En novembre 1988, un espace de présentation est installé au cœur du 1er Festival de l’Imaginaire, à la Maison des Congrès de Clermont-Ferrand. L’acteur américain Christopher Lee, de passage en France, visite le pavillon. Durant ce festival, Maurice Krafft donne deux conférences-débats pour présenter le projet.

La 4e édition du Carrefour Aérien du Tourisme, qui se déroule à l’aéroport de Clermont Aulnat, en février 1989, accueille à son tour le pavillon de présentation du musée.

En avril 1989, Volcania est mis à l’honneur lors du Forum national « Pleins Feux sur les Volcans », organisé par l’École des Mines de Paris à Fontainebleau.

Cet accueil positif est aussi partagé par la presse étrangère. La société de production australienne Beyond Productions, spécialisée dans la réalisation de documentaires scientifiques pour le marché anglo-saxon, est prête à envoyer une équipe de tournage si le projet se concrétise.

Le 6 septembre 1989 est organisée une journée de rencontre avec la direction du Futuroscope, seul parc à vocation scientifique et technologique en France.

Des oppositions trop fortes

Même si 2 Auvergnats sur 3 étaient favorables à Volcania, le projet a dû faire face à de nombreux détracteurs, notamment l’association SOS. Volcans. Cette dernière a pu compter sur le soutien proactif de l’éminent volcanologue Haroun Tazieff. Son jugement vis-à-vis du projet était très sévère, comme en attestent ces propos tenus dans un reportage d’Antenne 2 du 09 juin 1990 :

« On va faire du cinéma, au sens péjoratif du terme. On va faire un mauvais Disneyland pour amuser le bourgeois, pour amuser le touriste, pour amuser celui à qui on veut soutirer un maximum d’argent. L’aménagement du Puy de Dôme massacre l’environnement ».

Cette même année, face à la multiplication des oppositions au projet, Valéry Giscard d’Estaing prend position contre l’implantation de Volcania dans le Puy de Dôme. Ce dernier juge le projet incompatible avec la protection du site. L’équipe, constituée autour de Maurice Krafft, fait savoir qu’elle est prête à envisager la construction du science-center sur un autre site comme le Puy de Sarcouy, ou encore le Puy de Crouël.
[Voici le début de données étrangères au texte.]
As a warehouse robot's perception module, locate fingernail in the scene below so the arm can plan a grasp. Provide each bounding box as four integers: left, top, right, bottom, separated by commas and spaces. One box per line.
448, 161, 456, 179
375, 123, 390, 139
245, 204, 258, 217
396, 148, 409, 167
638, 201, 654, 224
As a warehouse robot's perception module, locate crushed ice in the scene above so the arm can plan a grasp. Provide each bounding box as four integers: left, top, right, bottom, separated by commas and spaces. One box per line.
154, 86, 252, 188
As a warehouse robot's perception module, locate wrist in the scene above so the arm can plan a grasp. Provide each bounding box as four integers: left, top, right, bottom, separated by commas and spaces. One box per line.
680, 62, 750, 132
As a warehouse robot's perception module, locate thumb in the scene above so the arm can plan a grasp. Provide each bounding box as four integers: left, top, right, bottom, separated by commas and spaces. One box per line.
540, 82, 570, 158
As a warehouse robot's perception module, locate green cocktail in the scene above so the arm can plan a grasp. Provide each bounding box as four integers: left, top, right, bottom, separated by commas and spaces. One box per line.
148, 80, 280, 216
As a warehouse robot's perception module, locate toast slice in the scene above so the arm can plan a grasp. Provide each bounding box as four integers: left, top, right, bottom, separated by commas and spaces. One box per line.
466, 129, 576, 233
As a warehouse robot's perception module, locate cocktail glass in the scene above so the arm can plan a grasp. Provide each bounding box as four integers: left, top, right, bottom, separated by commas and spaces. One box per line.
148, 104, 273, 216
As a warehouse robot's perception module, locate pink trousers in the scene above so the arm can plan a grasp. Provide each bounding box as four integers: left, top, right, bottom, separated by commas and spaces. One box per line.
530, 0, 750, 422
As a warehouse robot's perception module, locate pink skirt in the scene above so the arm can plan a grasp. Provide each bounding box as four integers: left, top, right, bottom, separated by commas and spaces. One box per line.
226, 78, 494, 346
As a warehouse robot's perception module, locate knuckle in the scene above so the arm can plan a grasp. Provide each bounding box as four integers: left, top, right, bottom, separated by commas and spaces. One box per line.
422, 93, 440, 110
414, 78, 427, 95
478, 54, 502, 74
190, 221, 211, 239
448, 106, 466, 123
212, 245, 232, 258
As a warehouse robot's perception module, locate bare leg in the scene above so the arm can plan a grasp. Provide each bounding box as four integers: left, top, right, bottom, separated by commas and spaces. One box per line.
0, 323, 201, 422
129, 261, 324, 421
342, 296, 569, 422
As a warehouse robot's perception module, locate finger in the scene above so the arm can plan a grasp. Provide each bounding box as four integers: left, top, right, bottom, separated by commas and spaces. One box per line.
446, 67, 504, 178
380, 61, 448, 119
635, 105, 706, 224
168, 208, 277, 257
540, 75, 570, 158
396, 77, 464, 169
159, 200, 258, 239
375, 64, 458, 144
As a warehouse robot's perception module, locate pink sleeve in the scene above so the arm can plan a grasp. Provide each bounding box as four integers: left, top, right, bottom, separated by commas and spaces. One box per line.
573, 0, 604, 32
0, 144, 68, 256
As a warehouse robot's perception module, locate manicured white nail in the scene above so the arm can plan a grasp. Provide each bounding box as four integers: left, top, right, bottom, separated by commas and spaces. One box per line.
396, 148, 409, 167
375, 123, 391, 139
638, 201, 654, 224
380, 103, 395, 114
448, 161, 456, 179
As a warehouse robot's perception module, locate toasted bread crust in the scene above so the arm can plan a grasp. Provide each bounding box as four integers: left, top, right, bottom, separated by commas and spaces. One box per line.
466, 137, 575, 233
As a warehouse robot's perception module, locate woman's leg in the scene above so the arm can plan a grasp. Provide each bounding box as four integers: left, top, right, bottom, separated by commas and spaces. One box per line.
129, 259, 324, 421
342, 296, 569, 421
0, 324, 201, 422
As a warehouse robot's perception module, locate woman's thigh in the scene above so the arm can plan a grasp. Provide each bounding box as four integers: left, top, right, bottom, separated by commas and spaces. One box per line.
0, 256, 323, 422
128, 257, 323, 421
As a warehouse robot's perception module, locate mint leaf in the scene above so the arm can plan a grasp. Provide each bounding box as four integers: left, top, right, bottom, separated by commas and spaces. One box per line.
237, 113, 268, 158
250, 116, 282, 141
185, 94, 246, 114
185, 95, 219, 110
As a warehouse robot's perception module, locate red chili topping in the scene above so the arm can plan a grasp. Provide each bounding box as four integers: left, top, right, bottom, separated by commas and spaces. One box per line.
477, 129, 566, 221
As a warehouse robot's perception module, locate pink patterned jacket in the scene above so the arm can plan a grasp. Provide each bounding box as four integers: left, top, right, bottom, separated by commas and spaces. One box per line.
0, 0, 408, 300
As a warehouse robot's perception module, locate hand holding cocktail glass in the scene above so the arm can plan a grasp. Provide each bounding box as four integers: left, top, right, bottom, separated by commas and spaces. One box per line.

Le 3 juin 1991, Maurice Krafft meurt emporté par une nuée ardente, sur les pentes du volcan Hunzen au Japon. Cet événement tragique marque un coup d’arrêt au projet Volcania, tel que je viens de vous le présenter. Dès l’année suivante, Valéry Giscard d’Estaing reprend à son compte l’idée de la création d’une attraction touristique d’ampleur internationale centrée sur le volcanisme.